Foreign Market Entry
There are different ways in which a company can enter a foreign market. No one market entry strategy works for all international markets. Direct exporting may be the most appropriate strategy in one market while in another you may need to set up a joint venture and in another you may well license your manufacturing. There are a number of factors that influence your choice of strategy, including, but not limited to, tariff rates, the degree of adaptation of your product required, marketing and transportation costs. While these factors may well increase your costs it is expected the increase in sales will offset these costs. The following strategies are some of the main options that are open to you.
Direct exporting is selling directly into the market you have chosen using your own resources. Many companies, once they have established a sales program turn to agents and/or distributors to represent them further in that market. Agents and distributors work closely with you in representing your interests. They become the face of your company and thus it is important that your choice of agents and distributors is handled in much the same way you would hire a key staff person.
Partnering is almost a necessity when entering foreign markets and in some parts of the world (e.g. Middle East) it may be required. Partnering can take a variety of forms from a simple co-marketing arrangement to a sophisticated strategic alliance for manufacturing. Partnering is a particularly useful strategy in those markets where the culture, both business and social, is substantively different than your own as local partners bring local market knowledge, contacts and if chosen wisely customers.
Joint ventures are a particular form of partnership that involves the creation of a third independently managed company. It is the 1+1=3 process. Two companies come together in a particular market, either geographic or product, and create a third company to undertake this. Risks and profits are normally shared equally.
Buying an existing Company
In some markets buying an existing local company may be the most appropriate entry strategy. This may be because the company has substantial market share, are a direct competitor to you or due to government regulations this is the only option for your firm to enter the market. It is certainly the most costly and determining the true value of a firm in a foreign market will require substantial due diligence. On the plus side this entry strategy will immediately provide you the status of being a local company and you will receive the benefits of local market knowledge, an established customer base and be treated by the local government as a local firm.

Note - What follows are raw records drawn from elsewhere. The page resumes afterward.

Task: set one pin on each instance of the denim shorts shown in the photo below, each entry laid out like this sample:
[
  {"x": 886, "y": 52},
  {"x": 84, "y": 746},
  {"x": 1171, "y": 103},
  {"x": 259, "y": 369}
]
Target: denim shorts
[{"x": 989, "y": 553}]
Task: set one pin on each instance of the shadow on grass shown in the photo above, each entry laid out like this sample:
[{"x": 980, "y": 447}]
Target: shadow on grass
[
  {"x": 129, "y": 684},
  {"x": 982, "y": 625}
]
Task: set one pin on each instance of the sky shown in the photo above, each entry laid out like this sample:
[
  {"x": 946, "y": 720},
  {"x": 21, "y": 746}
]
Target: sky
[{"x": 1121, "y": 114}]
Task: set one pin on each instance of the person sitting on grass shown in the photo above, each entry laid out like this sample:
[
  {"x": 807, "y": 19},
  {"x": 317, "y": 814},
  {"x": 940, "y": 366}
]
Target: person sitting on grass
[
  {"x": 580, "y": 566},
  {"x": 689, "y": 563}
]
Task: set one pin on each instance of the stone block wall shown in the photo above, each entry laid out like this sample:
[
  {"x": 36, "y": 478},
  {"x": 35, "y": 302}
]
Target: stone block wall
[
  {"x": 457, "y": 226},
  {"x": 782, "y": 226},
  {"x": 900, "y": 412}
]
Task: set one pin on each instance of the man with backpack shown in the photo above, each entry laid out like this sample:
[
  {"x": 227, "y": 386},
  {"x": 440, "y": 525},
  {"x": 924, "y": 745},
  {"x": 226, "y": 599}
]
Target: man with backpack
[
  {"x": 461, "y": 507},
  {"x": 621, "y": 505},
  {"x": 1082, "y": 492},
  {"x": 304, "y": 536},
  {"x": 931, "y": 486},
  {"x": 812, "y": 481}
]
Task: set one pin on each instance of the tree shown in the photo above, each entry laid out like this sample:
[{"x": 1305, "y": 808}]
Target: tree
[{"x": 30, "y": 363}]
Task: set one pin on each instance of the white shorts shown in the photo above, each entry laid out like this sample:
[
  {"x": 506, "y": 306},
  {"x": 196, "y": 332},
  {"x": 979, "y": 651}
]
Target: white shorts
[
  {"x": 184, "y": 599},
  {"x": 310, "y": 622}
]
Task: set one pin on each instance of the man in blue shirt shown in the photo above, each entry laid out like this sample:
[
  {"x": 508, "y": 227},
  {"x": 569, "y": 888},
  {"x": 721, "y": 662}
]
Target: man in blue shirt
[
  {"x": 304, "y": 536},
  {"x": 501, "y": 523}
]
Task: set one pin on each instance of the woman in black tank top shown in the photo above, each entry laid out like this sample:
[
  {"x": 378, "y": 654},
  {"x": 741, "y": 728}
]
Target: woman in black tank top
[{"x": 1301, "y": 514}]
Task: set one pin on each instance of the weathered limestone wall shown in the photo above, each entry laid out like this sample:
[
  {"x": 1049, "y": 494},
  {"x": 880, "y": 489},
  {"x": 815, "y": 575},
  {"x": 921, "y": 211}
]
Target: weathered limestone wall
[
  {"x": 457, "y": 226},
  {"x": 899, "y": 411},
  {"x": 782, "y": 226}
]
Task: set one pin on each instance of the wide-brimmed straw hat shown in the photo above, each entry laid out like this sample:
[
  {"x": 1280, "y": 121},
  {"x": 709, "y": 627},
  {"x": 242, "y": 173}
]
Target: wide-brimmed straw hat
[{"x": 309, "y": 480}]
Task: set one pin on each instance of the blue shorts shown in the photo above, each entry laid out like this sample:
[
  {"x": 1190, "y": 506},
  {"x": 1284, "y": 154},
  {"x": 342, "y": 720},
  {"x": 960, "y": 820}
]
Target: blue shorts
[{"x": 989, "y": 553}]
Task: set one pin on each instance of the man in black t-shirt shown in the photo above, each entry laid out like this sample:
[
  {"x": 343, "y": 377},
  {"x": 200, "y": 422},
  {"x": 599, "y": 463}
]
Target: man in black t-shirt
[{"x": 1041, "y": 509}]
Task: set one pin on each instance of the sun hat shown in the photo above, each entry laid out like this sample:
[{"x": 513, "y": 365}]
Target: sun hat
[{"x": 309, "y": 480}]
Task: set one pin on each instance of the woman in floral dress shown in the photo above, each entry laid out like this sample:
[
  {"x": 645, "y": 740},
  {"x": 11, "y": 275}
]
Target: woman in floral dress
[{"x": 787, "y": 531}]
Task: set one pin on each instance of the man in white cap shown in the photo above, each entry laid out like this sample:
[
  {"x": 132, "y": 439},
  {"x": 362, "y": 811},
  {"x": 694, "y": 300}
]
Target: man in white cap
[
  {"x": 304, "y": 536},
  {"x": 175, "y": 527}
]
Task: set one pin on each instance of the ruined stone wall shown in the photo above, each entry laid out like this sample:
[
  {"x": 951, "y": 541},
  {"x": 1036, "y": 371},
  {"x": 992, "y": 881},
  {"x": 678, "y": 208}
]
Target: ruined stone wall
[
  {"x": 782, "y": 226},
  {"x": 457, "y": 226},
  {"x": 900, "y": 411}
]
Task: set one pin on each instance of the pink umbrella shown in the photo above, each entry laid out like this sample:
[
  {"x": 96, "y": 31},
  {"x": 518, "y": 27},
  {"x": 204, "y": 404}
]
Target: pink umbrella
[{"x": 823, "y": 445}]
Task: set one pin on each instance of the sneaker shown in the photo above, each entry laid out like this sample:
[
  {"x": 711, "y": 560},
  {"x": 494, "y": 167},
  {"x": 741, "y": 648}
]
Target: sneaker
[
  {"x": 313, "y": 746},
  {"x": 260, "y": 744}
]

Franchising is the usual process for rapid market expansion. Franchising works well for firms that have a repeatable business model (eg. food outlets) that can be easily transferred into other markets. Two caveats are required when considering using the franchise model. The first is that your business model should either be very unique or have strong brand recognition that can be utilized internationally and secondly you may be creating your future competition in your franchisee
Turnkey projects are particular to companies that provide services such as environmental consulting, architecture, construction and engineering. A turnkey project is where the facility is built from the ground up and turned over to the client ready to go – turn the key and the plant is operational. This is a very good way to enter foreign markets as the client is normally a government and often the project is being financed by an international financial agency such as the World Bank so the risk of not being paid is eliminated.
Greenfield investments require the greatest involvement in international business. A Greenfield investment is where you buy the land, build the facility and operate the business on an ongoing basis in a foreign market. It is certainly the most costly and holds the highest risk but some markets may require you to undertake the cost and risk due to government regulations, transportation costs, and the ability to access technology or skilled labour.